W sobotę w Mirsku rozpoczynała się Gala Izerska. W poprzednich latach odwiedzaliśmy tę imprezę ze względu na jej ludowy charakter. O zeszłorocznej Gali pisałam na blogu.
Kobiece rozmowy w górach
Tym razem Gala miała być tylko pretekstem do zjechania spod orzecha. Dzień był upalny, ale ja, jak przystało na jaszczurkę lubię ciepełko. Pojechałam przez Antoniów (gdzie stoją piękne domy przysłupowe), Starą Kamienicę, Grudzę do Rębiszowa, aby sprawdzić, jak miewa się pewna owieczka. Jagnię ma się dobrze, a do tego dostało towarzystwo w postaci kozy. Teraz za moją blogową koleżanką chodzi "stado" złożone z dwóch psów, kozy i jagnięcia na trzech nóżkach. Jeśli dołożymy do tego 4 konie i całe stado owiec rogatych, to będziemy mieli pełen obraz tej niezwykłej menadżerii.
Po sympatycznej pogawędce ruszyłam do kolejnej wioski- Gajówki na spotkanie z inną blogową znajomą. Tu z kolei podziwiałam urządzone ze smakiem wnętrza starego domu. Bibeloty, serwetki, obrazy sprawiają, że pokoiki nabierają ciepła. Widać, że gospodyni, choć zarzeka się, że nie przepada za swoim wiejskim lokum, włożyła w wystrój domu mnóstwo serca. Ciekawym rozwiązanie jest miejsce wypoczynku z widokiem na Izery- w starej komórce wybito jedną ścianę, klepisko wysypano piaskiem, ustawiono fotele, starą beczkę i hamak. Do tego kilka morskich akcentów i... możemy pic drinka z palemką, oczywiście bezalkoholowego, bo jestem "zkołowana"- no przecież nie zmotoryzowana, bo nie mam motoru . Pijemy zatem mrożoną herbatę i rozmawiamy o życiu.

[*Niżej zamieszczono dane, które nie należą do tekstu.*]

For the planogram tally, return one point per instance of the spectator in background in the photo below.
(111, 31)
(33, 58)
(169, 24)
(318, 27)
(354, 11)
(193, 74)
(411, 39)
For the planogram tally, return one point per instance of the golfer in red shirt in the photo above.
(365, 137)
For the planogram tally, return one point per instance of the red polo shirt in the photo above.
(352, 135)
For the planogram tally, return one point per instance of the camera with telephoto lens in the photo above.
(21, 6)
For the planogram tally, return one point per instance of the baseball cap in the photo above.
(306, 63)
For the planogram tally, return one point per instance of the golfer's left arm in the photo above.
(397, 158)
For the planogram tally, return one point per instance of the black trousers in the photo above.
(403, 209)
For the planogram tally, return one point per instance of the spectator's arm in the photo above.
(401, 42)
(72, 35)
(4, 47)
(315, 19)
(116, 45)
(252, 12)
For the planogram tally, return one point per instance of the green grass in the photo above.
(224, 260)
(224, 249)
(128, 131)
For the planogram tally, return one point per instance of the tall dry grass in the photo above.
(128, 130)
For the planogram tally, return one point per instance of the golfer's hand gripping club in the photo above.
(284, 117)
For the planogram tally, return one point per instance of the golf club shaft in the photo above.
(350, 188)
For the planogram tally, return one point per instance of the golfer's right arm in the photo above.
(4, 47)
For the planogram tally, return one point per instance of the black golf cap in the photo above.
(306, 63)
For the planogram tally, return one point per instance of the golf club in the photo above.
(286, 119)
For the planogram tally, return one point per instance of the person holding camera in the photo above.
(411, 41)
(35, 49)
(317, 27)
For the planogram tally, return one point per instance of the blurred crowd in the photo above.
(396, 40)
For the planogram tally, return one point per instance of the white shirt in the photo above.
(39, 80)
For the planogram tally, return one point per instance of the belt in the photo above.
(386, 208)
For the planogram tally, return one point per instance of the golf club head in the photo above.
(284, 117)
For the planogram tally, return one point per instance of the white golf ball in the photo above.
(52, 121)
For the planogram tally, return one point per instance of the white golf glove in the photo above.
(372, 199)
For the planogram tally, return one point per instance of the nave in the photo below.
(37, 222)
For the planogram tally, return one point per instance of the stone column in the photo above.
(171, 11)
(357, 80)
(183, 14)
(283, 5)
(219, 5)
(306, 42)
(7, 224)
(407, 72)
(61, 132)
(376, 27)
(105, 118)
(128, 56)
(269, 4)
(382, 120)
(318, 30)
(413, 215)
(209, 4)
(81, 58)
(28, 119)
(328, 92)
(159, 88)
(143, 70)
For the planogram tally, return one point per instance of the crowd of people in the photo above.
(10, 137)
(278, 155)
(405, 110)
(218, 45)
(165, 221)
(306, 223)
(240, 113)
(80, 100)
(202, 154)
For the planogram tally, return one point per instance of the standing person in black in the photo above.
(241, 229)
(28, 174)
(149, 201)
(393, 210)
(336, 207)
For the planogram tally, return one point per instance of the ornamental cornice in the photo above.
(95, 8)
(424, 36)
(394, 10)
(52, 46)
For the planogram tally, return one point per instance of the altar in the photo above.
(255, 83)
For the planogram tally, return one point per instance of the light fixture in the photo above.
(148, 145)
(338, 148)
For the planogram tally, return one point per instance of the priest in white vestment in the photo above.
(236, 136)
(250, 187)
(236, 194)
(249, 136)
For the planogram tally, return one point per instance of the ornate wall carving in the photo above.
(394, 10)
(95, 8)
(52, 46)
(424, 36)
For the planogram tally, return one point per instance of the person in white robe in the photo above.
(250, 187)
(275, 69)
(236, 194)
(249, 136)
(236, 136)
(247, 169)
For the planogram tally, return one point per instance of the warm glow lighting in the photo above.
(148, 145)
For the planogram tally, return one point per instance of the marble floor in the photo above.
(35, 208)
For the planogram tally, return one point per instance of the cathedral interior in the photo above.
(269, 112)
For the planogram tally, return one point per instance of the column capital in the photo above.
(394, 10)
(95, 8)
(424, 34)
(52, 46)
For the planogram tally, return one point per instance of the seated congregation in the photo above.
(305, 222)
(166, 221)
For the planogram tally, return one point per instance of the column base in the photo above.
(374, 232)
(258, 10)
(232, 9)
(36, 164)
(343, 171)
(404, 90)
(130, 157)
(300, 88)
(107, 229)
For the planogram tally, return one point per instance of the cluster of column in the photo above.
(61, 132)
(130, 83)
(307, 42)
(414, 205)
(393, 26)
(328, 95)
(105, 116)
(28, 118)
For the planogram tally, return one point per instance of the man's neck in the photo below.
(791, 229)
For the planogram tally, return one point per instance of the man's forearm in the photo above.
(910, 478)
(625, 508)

To były ciekawe spotkania z dwoma zupełnie różnymi kobietami, choć w podobnym wieku, mają odmienne priorytety i pomysł na życie, ale każde spotkanie wzbogaca a w Izerach i na Pogórzu jest mnóstwo miejsca dla ludzi chcących odnaleźć sens życia.
Gala Izerska w Mirsku
Zrobiło się popołudnie i pojechałam do Mirska. Niestety, tegoroczna edycja Gali Izerskiej rozczarowała mnie. Stoisk niewiele, ludzi jeszcze mniej. Trafiłam chyba na przerwę w koncertach, bo nawet młode talenty nie śpiewały. Gdyby nie "Podgórzanie", którzy w części wystawienniczej po prostu sobie śpiewali, to byłoby całkiem nudno.
Przejrzałam stoiska, zjadłam leczo serwowane w namiocie stowarzyszenia "Spokojna Góra" i niespiesznie wróciłam do Domku pod Orzechem, gdzie Ślubny kończył pokrywać podkładem przednia część dachu.
Wieczorem odwiedziła mnie jeszcze sąsiadka zza drogi- Aneta. Wiele lat temu spędzałyśmy z sobą sporo czasu. Najpierw ja organizowałam czas sympatycznej kilkuletniej blondynce, potem ona zabierała na spacery moje małe dzieci.
Posiedziałyśmy chwilę i umówiły się na dłuższą pogawędkę przy innej okazji.
Słońce zaszło czerwono...
Od wschodu, do zachodu... no i nie mogłam się powstrzymać od wrzucenia tego urokliwego zdjęcia z widłami :)
" zkołowana"... muszę zapamiętać na przyszłość, gdybym w końcu nabyła rower :)
OdpowiedzUsuńJak ty odwiedzałaś blogowe znajome fizycznie to ja wczoraj odwiedziłam je przez ich blogi i widziałam śliczną czarną owieczkę i przecznickie klimaty .U mnie w Radlinie też pachnie Gierczynem ,w upały piękną woń roznosi marchewnik zabrany z pod ośrodka.CAŁUSY.
OdpowiedzUsuńGdybym ten wakacyjny piękny dom dzieliła z kim innym, z pewnością byłabym szczęśliwsza w mojej "Dżalnie". Gwoli najszczerszego wyjaśnienia.
OdpowiedzUsuńUpiększyłam go o ścianę z zawieszonymi dzierganymi serwetkami na patyczkach i sznureczkach i pomalowane schody na strych, które rozjaśniły hall.